While building distributed Web applications it makes sense to choose a REST protocol for communicating with the server side since this protocol treats data as the “first class citizen” and supports the data-oriented approach.

A generic data-oriented, loosely-coupled system design can be represented visually as shown in the diagram on the following page.

Data Bus

The “Data Bus” is the key element of this architecture and is responsible for message (data) routing. It stores all subscriptions and watches for publishers. When a message arrives all subscribers looking for this particular data type are notified. The Data Bus can be implemented in many different ways and it is highly dependent on chosen technologies, system requirements and system size.

At the moment (late 2013) one of the most sophisticated data bus implementations for real-time systems is called DDS (Data Distribution Service), based on the OMG DDS standard (omg.org).
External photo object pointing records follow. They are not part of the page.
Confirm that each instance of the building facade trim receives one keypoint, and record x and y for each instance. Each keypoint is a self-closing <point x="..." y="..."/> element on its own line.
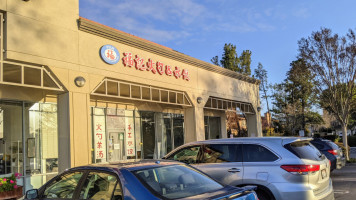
<point x="94" y="28"/>
<point x="134" y="91"/>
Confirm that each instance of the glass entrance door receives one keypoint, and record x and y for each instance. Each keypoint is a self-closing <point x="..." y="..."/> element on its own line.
<point x="116" y="146"/>
<point x="212" y="127"/>
<point x="28" y="141"/>
<point x="148" y="134"/>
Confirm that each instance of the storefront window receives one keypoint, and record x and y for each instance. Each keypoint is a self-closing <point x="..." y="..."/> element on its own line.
<point x="40" y="149"/>
<point x="120" y="134"/>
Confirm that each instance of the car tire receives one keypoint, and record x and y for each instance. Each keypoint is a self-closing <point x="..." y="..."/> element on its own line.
<point x="262" y="194"/>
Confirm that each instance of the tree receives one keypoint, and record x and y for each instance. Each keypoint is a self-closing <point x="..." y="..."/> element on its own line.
<point x="261" y="74"/>
<point x="230" y="60"/>
<point x="301" y="85"/>
<point x="332" y="60"/>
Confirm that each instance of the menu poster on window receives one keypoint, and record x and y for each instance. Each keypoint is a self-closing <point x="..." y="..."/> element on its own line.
<point x="99" y="138"/>
<point x="130" y="137"/>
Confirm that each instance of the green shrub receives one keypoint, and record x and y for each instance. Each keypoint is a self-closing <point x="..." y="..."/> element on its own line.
<point x="330" y="137"/>
<point x="341" y="145"/>
<point x="351" y="141"/>
<point x="352" y="160"/>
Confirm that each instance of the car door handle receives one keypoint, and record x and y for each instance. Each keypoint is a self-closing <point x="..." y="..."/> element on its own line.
<point x="233" y="170"/>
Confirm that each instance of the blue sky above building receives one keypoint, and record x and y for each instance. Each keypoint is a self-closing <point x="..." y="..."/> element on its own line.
<point x="269" y="28"/>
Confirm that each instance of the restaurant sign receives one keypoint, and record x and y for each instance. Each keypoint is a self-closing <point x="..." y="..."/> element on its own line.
<point x="154" y="67"/>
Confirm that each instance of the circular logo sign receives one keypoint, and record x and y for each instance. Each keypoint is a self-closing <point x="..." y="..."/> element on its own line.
<point x="109" y="54"/>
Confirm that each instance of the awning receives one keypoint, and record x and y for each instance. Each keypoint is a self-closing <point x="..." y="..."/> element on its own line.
<point x="215" y="103"/>
<point x="133" y="91"/>
<point x="25" y="75"/>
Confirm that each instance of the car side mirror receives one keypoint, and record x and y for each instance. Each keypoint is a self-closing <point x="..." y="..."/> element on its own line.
<point x="32" y="194"/>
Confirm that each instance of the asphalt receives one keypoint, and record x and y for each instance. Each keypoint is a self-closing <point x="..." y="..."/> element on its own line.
<point x="344" y="182"/>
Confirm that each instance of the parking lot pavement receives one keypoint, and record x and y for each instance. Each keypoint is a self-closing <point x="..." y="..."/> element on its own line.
<point x="353" y="152"/>
<point x="344" y="182"/>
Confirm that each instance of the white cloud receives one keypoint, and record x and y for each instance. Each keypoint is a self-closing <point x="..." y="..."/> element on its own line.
<point x="173" y="20"/>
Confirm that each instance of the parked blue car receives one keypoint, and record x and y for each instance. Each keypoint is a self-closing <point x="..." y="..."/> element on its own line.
<point x="145" y="179"/>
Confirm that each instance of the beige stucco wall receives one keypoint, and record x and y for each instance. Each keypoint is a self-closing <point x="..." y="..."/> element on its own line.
<point x="45" y="32"/>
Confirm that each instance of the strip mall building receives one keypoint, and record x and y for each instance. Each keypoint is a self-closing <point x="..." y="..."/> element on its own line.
<point x="74" y="92"/>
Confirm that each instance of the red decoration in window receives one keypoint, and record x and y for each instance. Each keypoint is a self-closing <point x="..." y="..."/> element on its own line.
<point x="100" y="136"/>
<point x="99" y="145"/>
<point x="168" y="70"/>
<point x="150" y="66"/>
<point x="177" y="73"/>
<point x="139" y="63"/>
<point x="159" y="67"/>
<point x="127" y="60"/>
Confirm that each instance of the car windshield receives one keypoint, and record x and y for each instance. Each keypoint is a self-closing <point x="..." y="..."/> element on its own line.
<point x="332" y="145"/>
<point x="177" y="181"/>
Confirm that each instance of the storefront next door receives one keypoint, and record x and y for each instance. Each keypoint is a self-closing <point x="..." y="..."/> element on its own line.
<point x="120" y="134"/>
<point x="212" y="127"/>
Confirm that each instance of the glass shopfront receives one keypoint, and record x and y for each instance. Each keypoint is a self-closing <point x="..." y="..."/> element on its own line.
<point x="29" y="139"/>
<point x="212" y="127"/>
<point x="120" y="134"/>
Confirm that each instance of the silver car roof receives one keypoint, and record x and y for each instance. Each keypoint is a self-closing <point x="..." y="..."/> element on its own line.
<point x="283" y="140"/>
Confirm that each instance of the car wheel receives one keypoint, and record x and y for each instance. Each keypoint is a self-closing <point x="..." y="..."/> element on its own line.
<point x="263" y="195"/>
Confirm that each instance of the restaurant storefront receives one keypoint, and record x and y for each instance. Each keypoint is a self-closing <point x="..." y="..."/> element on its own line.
<point x="75" y="92"/>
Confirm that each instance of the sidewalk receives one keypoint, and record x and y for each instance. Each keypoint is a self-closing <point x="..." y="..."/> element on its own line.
<point x="344" y="182"/>
<point x="352" y="152"/>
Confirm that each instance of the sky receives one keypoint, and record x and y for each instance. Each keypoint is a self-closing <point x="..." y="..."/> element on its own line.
<point x="270" y="29"/>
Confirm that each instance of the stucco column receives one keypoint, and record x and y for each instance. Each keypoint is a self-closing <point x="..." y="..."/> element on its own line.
<point x="223" y="125"/>
<point x="254" y="125"/>
<point x="74" y="130"/>
<point x="194" y="124"/>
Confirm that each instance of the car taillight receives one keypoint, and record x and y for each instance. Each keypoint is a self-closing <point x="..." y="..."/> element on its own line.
<point x="332" y="151"/>
<point x="301" y="168"/>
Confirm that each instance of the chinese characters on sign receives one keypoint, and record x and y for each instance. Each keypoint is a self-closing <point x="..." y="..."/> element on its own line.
<point x="99" y="138"/>
<point x="130" y="137"/>
<point x="160" y="68"/>
<point x="109" y="54"/>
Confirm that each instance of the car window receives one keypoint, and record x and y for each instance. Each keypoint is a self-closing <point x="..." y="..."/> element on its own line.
<point x="332" y="145"/>
<point x="99" y="186"/>
<point x="217" y="153"/>
<point x="176" y="181"/>
<point x="304" y="150"/>
<point x="63" y="187"/>
<point x="188" y="155"/>
<point x="257" y="153"/>
<point x="318" y="146"/>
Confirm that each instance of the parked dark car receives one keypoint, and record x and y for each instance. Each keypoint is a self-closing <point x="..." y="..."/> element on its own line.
<point x="282" y="168"/>
<point x="145" y="179"/>
<point x="331" y="151"/>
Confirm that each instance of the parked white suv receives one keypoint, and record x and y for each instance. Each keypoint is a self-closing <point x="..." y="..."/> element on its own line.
<point x="281" y="167"/>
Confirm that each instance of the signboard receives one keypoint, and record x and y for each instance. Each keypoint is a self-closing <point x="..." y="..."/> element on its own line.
<point x="130" y="137"/>
<point x="129" y="60"/>
<point x="109" y="54"/>
<point x="99" y="138"/>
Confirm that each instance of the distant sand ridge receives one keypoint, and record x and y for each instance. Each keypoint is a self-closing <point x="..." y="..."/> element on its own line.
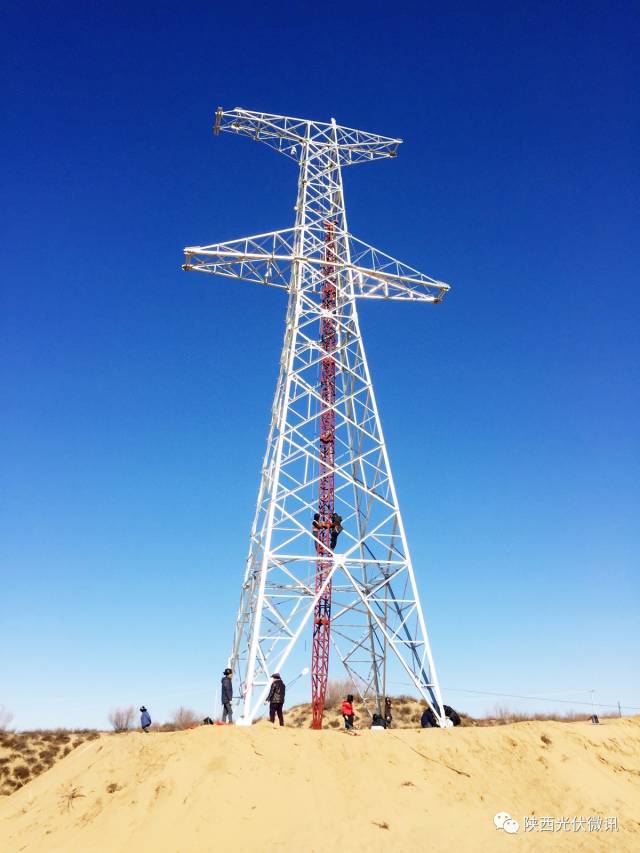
<point x="268" y="789"/>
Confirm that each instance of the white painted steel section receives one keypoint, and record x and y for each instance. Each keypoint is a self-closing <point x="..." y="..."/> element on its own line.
<point x="377" y="615"/>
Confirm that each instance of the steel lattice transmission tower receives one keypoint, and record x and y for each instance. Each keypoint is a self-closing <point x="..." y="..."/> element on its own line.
<point x="325" y="451"/>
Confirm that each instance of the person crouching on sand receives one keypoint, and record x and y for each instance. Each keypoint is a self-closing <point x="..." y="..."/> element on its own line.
<point x="276" y="698"/>
<point x="347" y="712"/>
<point x="145" y="719"/>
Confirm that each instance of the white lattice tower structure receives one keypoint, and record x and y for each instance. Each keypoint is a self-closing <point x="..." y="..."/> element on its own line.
<point x="360" y="597"/>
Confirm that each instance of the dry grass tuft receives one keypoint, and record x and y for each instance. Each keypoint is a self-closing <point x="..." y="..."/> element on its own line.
<point x="33" y="752"/>
<point x="68" y="795"/>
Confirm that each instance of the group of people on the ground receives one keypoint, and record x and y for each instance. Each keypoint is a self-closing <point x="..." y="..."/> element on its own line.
<point x="275" y="700"/>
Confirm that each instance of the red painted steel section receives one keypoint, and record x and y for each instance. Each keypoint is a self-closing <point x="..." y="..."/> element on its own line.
<point x="322" y="613"/>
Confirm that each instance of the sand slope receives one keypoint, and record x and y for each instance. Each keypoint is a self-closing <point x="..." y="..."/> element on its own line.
<point x="264" y="789"/>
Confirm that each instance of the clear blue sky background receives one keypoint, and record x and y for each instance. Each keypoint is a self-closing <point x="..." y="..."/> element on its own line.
<point x="136" y="398"/>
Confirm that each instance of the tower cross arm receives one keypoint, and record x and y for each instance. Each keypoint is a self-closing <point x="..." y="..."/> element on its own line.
<point x="268" y="258"/>
<point x="261" y="259"/>
<point x="290" y="135"/>
<point x="377" y="275"/>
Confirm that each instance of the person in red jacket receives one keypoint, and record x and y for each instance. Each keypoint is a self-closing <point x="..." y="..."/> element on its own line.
<point x="347" y="712"/>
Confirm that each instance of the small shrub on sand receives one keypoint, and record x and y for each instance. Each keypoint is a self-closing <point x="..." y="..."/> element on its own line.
<point x="121" y="719"/>
<point x="68" y="795"/>
<point x="21" y="772"/>
<point x="185" y="718"/>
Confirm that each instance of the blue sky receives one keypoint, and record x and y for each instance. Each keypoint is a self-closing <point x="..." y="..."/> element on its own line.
<point x="136" y="398"/>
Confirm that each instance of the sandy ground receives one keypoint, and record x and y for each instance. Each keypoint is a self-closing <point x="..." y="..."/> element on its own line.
<point x="269" y="789"/>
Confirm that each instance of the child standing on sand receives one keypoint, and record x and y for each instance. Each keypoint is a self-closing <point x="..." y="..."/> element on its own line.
<point x="347" y="712"/>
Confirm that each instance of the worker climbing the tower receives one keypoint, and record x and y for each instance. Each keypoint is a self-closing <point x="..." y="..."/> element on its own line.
<point x="347" y="712"/>
<point x="276" y="698"/>
<point x="336" y="529"/>
<point x="317" y="526"/>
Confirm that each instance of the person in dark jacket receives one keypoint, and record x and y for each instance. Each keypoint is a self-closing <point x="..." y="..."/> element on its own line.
<point x="145" y="719"/>
<point x="276" y="698"/>
<point x="317" y="527"/>
<point x="430" y="721"/>
<point x="377" y="722"/>
<point x="227" y="697"/>
<point x="336" y="529"/>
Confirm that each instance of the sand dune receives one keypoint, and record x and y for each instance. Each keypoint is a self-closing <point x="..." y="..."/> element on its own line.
<point x="264" y="789"/>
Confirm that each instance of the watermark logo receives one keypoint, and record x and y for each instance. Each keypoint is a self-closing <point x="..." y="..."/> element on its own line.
<point x="532" y="823"/>
<point x="505" y="822"/>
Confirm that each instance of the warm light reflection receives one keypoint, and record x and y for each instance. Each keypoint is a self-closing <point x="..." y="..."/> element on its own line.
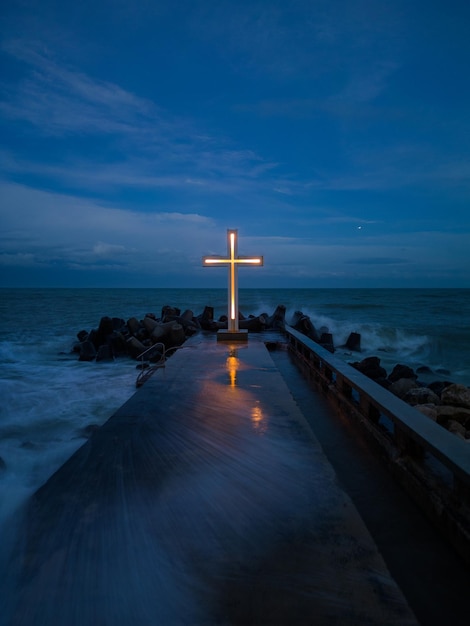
<point x="232" y="260"/>
<point x="257" y="417"/>
<point x="232" y="366"/>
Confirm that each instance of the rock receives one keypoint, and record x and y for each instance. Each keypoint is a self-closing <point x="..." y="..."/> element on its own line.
<point x="456" y="413"/>
<point x="254" y="324"/>
<point x="456" y="428"/>
<point x="149" y="323"/>
<point x="370" y="367"/>
<point x="87" y="351"/>
<point x="403" y="386"/>
<point x="135" y="347"/>
<point x="401" y="371"/>
<point x="427" y="409"/>
<point x="438" y="386"/>
<point x="421" y="395"/>
<point x="456" y="395"/>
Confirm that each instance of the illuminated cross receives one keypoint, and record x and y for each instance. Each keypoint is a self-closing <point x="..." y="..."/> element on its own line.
<point x="233" y="261"/>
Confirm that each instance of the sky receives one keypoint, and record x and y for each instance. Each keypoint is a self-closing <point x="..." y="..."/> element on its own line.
<point x="333" y="134"/>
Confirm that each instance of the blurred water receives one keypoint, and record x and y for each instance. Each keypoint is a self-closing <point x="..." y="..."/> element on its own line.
<point x="49" y="397"/>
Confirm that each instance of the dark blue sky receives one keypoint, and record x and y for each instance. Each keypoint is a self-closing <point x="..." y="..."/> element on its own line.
<point x="335" y="135"/>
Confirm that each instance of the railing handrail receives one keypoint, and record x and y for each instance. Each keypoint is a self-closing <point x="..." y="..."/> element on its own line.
<point x="449" y="449"/>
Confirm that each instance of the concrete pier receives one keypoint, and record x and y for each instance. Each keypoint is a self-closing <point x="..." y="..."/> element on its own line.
<point x="206" y="499"/>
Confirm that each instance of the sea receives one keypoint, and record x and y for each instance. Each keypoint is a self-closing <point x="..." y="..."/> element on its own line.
<point x="50" y="400"/>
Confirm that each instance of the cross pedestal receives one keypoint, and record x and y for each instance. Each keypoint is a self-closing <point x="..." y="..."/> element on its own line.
<point x="233" y="333"/>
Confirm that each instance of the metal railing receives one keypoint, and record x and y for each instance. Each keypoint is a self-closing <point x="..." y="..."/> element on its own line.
<point x="431" y="463"/>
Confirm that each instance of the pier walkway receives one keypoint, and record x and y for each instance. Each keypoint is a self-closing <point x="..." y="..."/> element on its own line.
<point x="205" y="499"/>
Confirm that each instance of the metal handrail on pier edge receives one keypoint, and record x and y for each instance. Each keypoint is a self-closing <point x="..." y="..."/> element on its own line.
<point x="432" y="464"/>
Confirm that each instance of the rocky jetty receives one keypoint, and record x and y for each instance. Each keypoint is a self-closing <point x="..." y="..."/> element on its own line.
<point x="444" y="402"/>
<point x="116" y="337"/>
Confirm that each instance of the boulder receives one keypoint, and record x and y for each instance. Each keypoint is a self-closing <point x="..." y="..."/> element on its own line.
<point x="149" y="323"/>
<point x="104" y="353"/>
<point x="206" y="318"/>
<point x="135" y="347"/>
<point x="104" y="330"/>
<point x="401" y="371"/>
<point x="457" y="429"/>
<point x="117" y="343"/>
<point x="456" y="413"/>
<point x="456" y="395"/>
<point x="420" y="395"/>
<point x="254" y="324"/>
<point x="403" y="386"/>
<point x="429" y="410"/>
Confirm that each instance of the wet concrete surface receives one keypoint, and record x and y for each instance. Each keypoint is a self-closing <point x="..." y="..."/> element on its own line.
<point x="206" y="499"/>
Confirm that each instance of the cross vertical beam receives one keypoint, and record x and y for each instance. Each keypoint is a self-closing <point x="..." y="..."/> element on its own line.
<point x="233" y="261"/>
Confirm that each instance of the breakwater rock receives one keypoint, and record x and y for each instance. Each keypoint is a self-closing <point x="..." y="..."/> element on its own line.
<point x="443" y="401"/>
<point x="115" y="337"/>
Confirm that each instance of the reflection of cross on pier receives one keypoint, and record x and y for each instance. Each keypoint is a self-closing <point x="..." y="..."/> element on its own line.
<point x="233" y="261"/>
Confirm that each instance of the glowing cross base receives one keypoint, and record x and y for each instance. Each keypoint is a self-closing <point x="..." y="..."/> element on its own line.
<point x="233" y="261"/>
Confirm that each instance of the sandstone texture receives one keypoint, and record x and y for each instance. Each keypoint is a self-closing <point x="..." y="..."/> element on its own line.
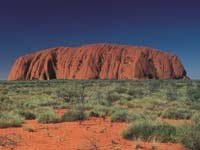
<point x="98" y="61"/>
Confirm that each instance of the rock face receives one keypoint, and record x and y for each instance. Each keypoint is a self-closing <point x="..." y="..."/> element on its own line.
<point x="98" y="61"/>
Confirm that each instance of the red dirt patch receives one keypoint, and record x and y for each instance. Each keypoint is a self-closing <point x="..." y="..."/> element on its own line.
<point x="87" y="135"/>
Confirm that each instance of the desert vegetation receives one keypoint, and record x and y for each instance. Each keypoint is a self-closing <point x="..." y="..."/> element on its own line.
<point x="145" y="105"/>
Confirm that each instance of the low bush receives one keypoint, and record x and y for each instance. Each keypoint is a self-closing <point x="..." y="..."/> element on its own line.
<point x="10" y="120"/>
<point x="99" y="111"/>
<point x="48" y="116"/>
<point x="137" y="116"/>
<point x="119" y="115"/>
<point x="74" y="115"/>
<point x="27" y="114"/>
<point x="148" y="130"/>
<point x="177" y="113"/>
<point x="189" y="134"/>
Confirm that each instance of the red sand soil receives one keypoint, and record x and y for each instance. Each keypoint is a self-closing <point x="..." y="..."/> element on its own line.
<point x="86" y="135"/>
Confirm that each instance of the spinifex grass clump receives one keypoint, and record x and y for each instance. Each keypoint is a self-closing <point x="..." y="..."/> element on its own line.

And here: https://www.rti.com/industries/aerospace-defense.html we see that DDS is a mandated standard for publish-subscribe messaging by the U.S. Department of Defense and the Information Technology Standards Registry. Programs that have adopted DDS include:

  • U.S. Navy’s Open Architecture Computing Environment (OACE) and FORCEnet
  • U.S. Army’s Future Combat Systems (FCS)
  • Joint Air Force, Navy and DISA Net-Centric Enterprise Solutions for Interoperability (NESI)

Given that data-oriented and even data-centric system design is already adopted in the most advanced areas of engineering Waverley feels it is well worth considering in conventional systems.